Labour & European Law Review Weekly Issue 364 09 April 2014
Although Early Conciliation (EC) only applies to tribunal claims lodged on or after 6 May (see weekly LELR 357), transitional provisions allow prospective claimants to use the process on a voluntary basis from 6 April.
If those claimants decide to contact Acas in the period between 6 April and 5 May 2014, they then need an Early Conciliation Certificate before they can lodge their claim, even if this is before 6 May. This is because it contains a unique reference number which has to be put on the ET1 form.

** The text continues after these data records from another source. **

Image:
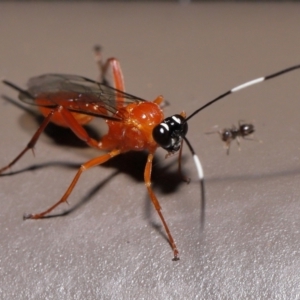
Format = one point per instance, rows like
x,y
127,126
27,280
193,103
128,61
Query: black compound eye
x,y
169,133
162,135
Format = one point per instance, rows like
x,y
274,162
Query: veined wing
x,y
77,94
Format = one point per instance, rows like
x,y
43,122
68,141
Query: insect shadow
x,y
165,178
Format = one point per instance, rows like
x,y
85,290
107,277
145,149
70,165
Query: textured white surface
x,y
108,247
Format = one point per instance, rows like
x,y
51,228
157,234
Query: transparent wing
x,y
77,94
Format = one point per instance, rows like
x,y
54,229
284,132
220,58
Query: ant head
x,y
169,133
226,135
246,129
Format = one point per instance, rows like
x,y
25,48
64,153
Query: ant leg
x,y
33,140
147,178
91,163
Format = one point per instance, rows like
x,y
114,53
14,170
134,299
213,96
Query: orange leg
x,y
91,163
147,178
72,124
33,140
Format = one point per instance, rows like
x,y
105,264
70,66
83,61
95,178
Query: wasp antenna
x,y
243,86
18,89
201,181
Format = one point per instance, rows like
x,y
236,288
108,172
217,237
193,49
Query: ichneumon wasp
x,y
134,124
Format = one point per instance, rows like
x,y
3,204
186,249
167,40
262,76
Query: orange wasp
x,y
134,124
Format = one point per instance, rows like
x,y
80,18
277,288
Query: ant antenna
x,y
243,86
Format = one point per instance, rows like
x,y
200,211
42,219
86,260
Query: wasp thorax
x,y
168,134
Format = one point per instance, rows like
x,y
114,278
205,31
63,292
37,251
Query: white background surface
x,y
108,247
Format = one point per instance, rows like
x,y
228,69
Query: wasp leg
x,y
147,178
91,163
33,140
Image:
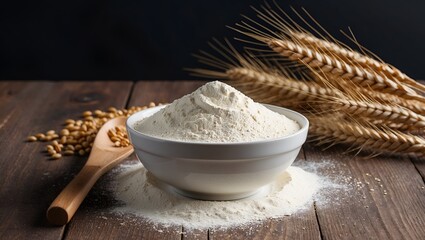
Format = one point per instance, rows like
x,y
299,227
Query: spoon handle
x,y
66,204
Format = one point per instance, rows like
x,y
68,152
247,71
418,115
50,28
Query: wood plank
x,y
300,225
29,180
394,209
95,212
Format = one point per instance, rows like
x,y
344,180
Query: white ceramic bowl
x,y
217,171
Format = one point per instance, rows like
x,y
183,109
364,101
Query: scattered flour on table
x,y
139,195
217,112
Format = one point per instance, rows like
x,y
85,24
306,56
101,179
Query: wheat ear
x,y
362,137
277,85
350,55
336,67
387,112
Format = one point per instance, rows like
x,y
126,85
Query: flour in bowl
x,y
216,112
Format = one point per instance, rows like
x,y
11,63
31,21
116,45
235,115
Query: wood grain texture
x,y
29,180
300,225
382,199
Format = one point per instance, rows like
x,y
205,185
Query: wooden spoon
x,y
104,156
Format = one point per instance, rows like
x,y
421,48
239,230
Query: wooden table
x,y
29,181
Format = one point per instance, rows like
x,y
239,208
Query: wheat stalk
x,y
338,68
277,85
387,112
349,55
364,137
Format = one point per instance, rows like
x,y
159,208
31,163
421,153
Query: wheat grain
x,y
350,55
336,67
387,112
277,85
364,137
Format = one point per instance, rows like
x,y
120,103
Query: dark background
x,y
83,39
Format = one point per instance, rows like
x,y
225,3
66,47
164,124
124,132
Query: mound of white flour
x,y
216,112
137,190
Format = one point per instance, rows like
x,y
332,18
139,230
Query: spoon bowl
x,y
103,156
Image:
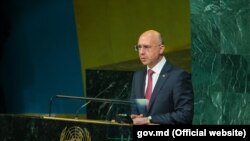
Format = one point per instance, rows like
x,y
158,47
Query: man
x,y
168,90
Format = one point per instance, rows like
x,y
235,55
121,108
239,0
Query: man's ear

Those claimants also benefit from an extension to the normal time limits (usually three months less one day from the date of dismissal or other act complained of) for lodging an Employment Tribunal claim. During the period of conciliation, which is the time when ACAS is contacted (known as Day A) and the time when the Early Conciliation Certificate is issued (known as Day B), the time limit is “paused”. The time limit starts to run again when the claimant receives their Certificate once EC has finished. Once Early Conciliation has ended the claimant has at least one calendar month in which to present their claim.

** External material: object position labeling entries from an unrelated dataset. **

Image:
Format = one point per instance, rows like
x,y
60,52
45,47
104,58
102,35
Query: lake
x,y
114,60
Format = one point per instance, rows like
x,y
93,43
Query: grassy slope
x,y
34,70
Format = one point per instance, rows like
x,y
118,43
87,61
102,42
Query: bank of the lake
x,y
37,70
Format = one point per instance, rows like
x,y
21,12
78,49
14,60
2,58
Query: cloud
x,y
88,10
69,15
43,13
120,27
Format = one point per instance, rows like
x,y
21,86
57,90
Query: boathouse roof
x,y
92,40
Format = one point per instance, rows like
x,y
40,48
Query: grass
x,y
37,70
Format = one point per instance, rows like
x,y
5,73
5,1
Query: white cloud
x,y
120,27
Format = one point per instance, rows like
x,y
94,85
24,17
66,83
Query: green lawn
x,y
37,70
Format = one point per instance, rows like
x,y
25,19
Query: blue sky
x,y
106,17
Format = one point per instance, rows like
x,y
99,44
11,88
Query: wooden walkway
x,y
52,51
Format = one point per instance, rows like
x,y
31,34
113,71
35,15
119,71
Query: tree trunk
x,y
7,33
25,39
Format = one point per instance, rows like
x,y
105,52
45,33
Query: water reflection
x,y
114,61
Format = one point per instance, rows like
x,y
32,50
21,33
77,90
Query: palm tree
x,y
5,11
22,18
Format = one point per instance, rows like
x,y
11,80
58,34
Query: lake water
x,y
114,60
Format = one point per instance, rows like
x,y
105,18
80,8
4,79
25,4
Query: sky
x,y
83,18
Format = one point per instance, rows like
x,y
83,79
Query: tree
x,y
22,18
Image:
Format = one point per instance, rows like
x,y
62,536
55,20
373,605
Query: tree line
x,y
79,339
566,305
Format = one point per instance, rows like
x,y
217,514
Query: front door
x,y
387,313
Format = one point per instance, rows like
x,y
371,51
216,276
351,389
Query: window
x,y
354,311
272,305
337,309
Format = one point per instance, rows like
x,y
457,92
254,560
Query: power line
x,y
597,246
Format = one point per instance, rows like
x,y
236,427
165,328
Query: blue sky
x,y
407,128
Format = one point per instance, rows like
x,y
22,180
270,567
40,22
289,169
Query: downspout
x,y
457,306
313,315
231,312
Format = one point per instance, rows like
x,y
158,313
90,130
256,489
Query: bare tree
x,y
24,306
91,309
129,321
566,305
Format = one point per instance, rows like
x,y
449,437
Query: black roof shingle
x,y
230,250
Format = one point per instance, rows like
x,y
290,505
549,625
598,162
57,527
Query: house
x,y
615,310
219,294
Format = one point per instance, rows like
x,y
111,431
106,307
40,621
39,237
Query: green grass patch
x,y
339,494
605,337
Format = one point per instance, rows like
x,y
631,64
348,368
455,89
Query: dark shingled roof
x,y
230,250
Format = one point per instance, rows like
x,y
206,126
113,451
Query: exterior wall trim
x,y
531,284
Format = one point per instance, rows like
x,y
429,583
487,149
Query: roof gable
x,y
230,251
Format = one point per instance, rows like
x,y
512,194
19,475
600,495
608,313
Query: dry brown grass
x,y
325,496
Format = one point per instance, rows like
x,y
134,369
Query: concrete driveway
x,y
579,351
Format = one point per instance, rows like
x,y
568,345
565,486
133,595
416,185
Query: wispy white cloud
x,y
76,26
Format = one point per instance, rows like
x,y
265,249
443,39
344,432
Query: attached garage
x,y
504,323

It is also important to remember that if the claim is already out of time, it remains out of time. Early conciliation will not bring the claim back in time.

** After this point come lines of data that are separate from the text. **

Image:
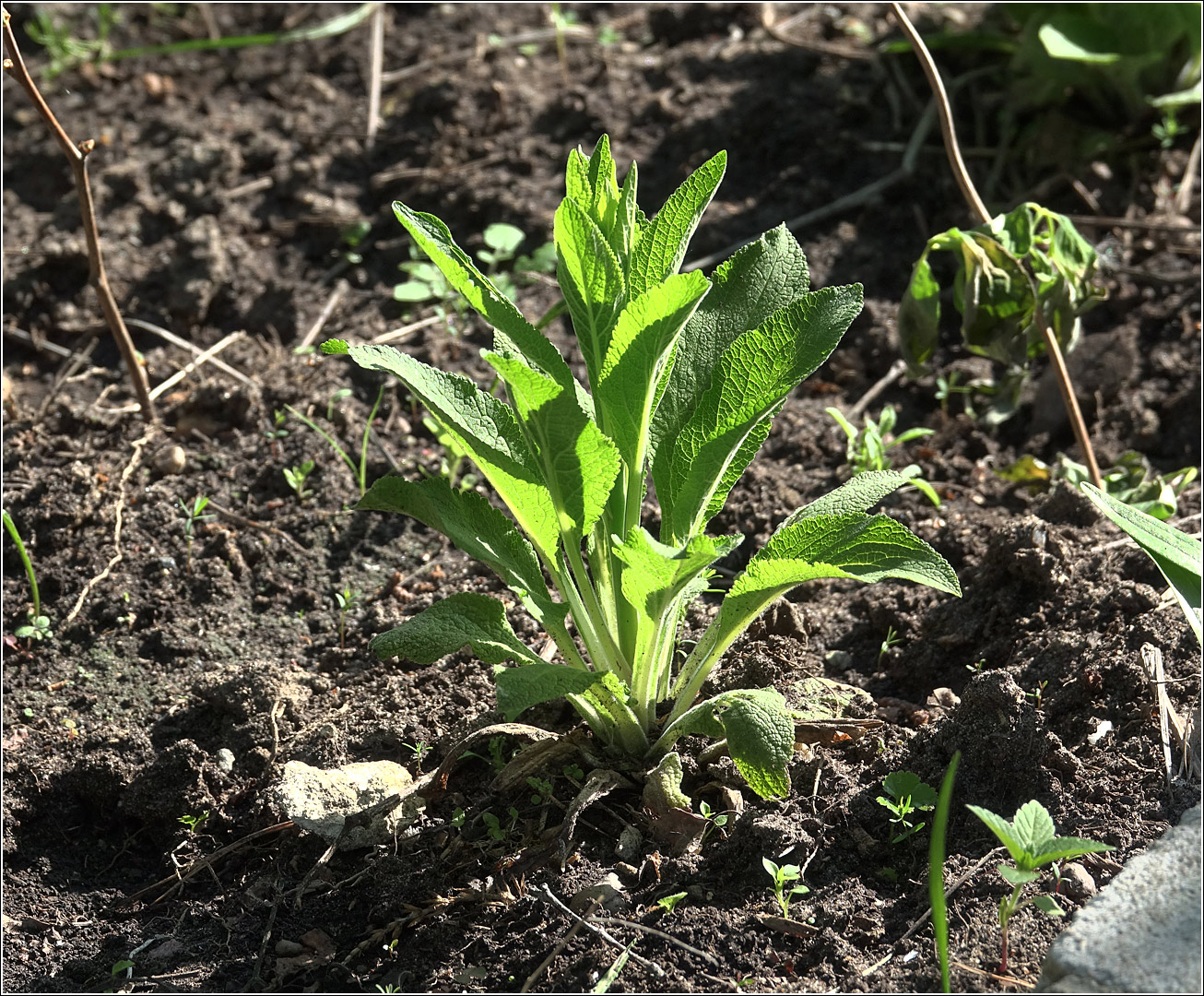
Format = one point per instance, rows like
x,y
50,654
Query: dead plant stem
x,y
77,154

However, as the responsibility rests with the claimant to ensure the claim is lodged in time, it is safest to always work to the three month less one day time limit. If in doubt contact your union representative to ensure that time has not run out.
It is also important to note that the government has amended the original statutory instrument which required claimants to name just one potential respondent (usually their employer) on their EC form, even if there was more than one. However, it has now issued an amendment whereby prospective claimants have to submit a form for each respondent. Or if they contact Acas by phone, they must name each prospective respondent in that telephone call.
Early conciliation applies to most employment tribunal claims including unfair dismissal, unlawful deduction from wages, discrimination claims, collective redundancies, breach of contract and whistleblowing.
Claims which are exempt include those for interim relief; employer contract claims; various other claims relating to appeals against improvement notices and training levies as well as references in respect of payments out of the National Insurance Fund and claims against the Security Service, the Secret Intelligence Service and GCHQ.
Jo Seery of Thompsons Solicitors commented:
“Coming on the back of fees with no obligation on the employer to conciliate – and no penalty on the employer if they don’t - it is likely that early conciliation will be just another hurdle the employee will have to overcome before being able to access justice.”